I guess the second one will be slightly better in average. There’s performance hit for every firewall rule checked and if packet doesn’t trigger any of them, then all of them have to be checked before packet is either implicitly accepted (packet passing through all rules in a chain is accepted) or explicitly dropped (by a rule further down the chain). The amount of work for checking certain rule varies and the rule in “alternative setup” will be slightly more expensive than each of rules in “first setup” … but only single rule is to be checked.
So generally, lower number of rules is better. Ordering natters as well in case where one of rules does trigger (it’s better to have rules triggering more often higher on the list).
In this particular case (chain=input) it probably won’t matter much as amount of traffic handled vy these rules will be low and any packet, “surviving” firewall rules, will hit obe of router’s services which will make many CPU cycles to process it.
In forward channel things are more sensitive though. That’s why the “accept established,related” rule is one of top most (it’ll likely handle 95+% of all packets) and that’s why fasttrack exists.
While reading your statement, I realized that I had not defined the basic assumptions of the research. So let’s assume that all incoming packets do not match the accept rules.
I also have my suspicions, but I don’t have any evidence and I really don’t know to check it. In virtually both cases, the router will do exactly the same thing. So yes, the main thing is whether one method is more efficient for the CPU than the other?
Consider this: firewall has to try to match every matching criteria of a rule before it can conclude whether to execute it or pass it (OK, it might stop matching if one criterium doesn’t match as all criteria has to match for rule to execute). And let’s say each simple matching costs the same (e.g. 1 something) while complex matching is more expensive … in the alternative rule it may have to match against 4 different dst-port numbers, so let’s say the cost is 4 somethings (I’d be disapointed if the cost is really that high, matching might be optimized, but I’m considering this estimate worst case).
So the cost of each of simple rules is 3 somethings (possibly much more as there’s matching against address list, plus there’s matching against protocol and against single dst-port).
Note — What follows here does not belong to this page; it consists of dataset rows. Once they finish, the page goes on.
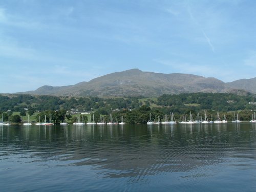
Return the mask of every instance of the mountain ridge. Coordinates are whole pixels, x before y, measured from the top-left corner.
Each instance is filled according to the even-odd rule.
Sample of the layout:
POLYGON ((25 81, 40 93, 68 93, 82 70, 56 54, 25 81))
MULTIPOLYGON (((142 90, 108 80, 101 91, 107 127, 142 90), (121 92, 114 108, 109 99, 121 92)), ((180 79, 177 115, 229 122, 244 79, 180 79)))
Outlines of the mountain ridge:
POLYGON ((70 96, 159 96, 164 94, 245 92, 256 93, 256 78, 225 83, 214 77, 183 73, 156 73, 133 69, 98 77, 74 85, 44 86, 34 91, 16 93, 70 96), (250 84, 248 86, 248 82, 250 84), (240 91, 239 91, 240 90, 240 91))

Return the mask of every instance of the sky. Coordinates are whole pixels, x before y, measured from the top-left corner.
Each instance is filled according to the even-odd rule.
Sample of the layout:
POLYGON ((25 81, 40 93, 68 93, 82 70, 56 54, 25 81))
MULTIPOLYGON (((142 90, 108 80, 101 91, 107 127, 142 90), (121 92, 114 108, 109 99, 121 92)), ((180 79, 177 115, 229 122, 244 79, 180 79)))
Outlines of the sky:
POLYGON ((256 77, 256 1, 1 0, 0 93, 132 69, 256 77))

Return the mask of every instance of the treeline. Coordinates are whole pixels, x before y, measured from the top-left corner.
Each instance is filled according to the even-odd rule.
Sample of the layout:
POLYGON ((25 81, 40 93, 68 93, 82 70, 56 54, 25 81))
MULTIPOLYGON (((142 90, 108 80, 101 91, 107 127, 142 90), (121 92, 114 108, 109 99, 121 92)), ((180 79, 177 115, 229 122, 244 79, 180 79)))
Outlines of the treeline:
MULTIPOLYGON (((231 121, 234 118, 235 112, 236 114, 239 113, 240 120, 249 120, 256 109, 254 103, 256 97, 251 94, 239 96, 234 94, 197 93, 163 95, 157 99, 141 99, 24 94, 0 95, 0 114, 5 112, 4 120, 10 120, 10 117, 13 117, 11 112, 20 112, 20 116, 26 116, 26 112, 32 115, 38 111, 40 113, 37 115, 37 121, 39 120, 39 117, 41 120, 46 116, 48 120, 51 114, 53 122, 62 122, 65 116, 70 122, 74 122, 76 117, 72 117, 70 113, 71 109, 74 109, 79 112, 90 111, 91 115, 93 114, 97 122, 100 121, 100 117, 102 116, 104 121, 109 121, 110 115, 112 114, 114 121, 120 122, 123 118, 126 123, 143 123, 150 120, 150 114, 152 120, 157 121, 158 118, 163 120, 165 115, 169 115, 171 112, 174 113, 176 120, 182 119, 185 114, 188 115, 190 112, 194 119, 198 114, 203 118, 205 111, 208 118, 211 116, 213 120, 216 119, 218 112, 221 116, 225 115, 228 120, 231 121), (7 111, 9 112, 7 113, 7 111)), ((86 121, 88 120, 88 117, 84 116, 86 121)))

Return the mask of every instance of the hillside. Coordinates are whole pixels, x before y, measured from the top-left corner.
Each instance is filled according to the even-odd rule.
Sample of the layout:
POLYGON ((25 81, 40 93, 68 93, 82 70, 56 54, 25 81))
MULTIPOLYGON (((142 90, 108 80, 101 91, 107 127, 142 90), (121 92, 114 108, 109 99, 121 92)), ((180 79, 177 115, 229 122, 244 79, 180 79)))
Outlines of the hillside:
POLYGON ((226 83, 228 88, 243 89, 253 93, 256 93, 256 78, 243 79, 226 83))
POLYGON ((226 93, 236 88, 227 88, 224 82, 212 77, 187 74, 156 73, 132 69, 109 74, 73 86, 45 86, 35 91, 22 93, 57 96, 155 97, 164 94, 226 93))

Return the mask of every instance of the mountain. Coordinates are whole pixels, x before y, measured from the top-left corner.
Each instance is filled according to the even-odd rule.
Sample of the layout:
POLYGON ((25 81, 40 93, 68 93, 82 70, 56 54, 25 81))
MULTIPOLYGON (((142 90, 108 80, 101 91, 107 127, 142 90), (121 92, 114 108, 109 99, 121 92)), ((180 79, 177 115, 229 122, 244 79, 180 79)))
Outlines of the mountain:
POLYGON ((256 77, 251 79, 242 79, 226 83, 227 87, 244 90, 248 92, 256 93, 256 77))
POLYGON ((35 91, 19 93, 32 95, 97 96, 158 96, 164 94, 230 91, 216 78, 187 74, 162 74, 132 69, 105 75, 73 86, 42 86, 35 91))

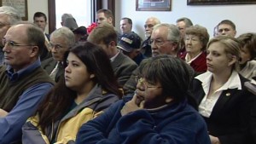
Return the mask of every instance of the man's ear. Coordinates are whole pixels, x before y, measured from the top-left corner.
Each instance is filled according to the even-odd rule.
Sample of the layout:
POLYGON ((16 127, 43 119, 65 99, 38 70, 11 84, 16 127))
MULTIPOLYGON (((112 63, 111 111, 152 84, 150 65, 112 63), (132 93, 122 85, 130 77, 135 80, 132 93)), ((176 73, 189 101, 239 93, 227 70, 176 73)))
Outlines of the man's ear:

You have 4 such rules, so total cost for packets not matching any if them will be 12 somethings (possibly much more due to address-list).
The cost of single complex rule is around 6 somethings (matching against ptotocol, 4 matchings against dst-port and matching against address-list), possibly more (if matching against address-list proved more expensive) but the increase is not proportional to number of ports in the matching list.
So it’s 12 (plus 4x something) versus 6 (plus 1x something).
The only drawback of the “combined” rule is if one wants to change only one detail … e.g. if SSH server is migrated to another IP address, which means adding entirely new rule (vs. adjusting existing rule in case of multiple simple rules).
Thank you for your explanation. Generally, I think similarly, but this is just my speculation - I have not found evidence anywhere that this is actually the case - and how much it differs.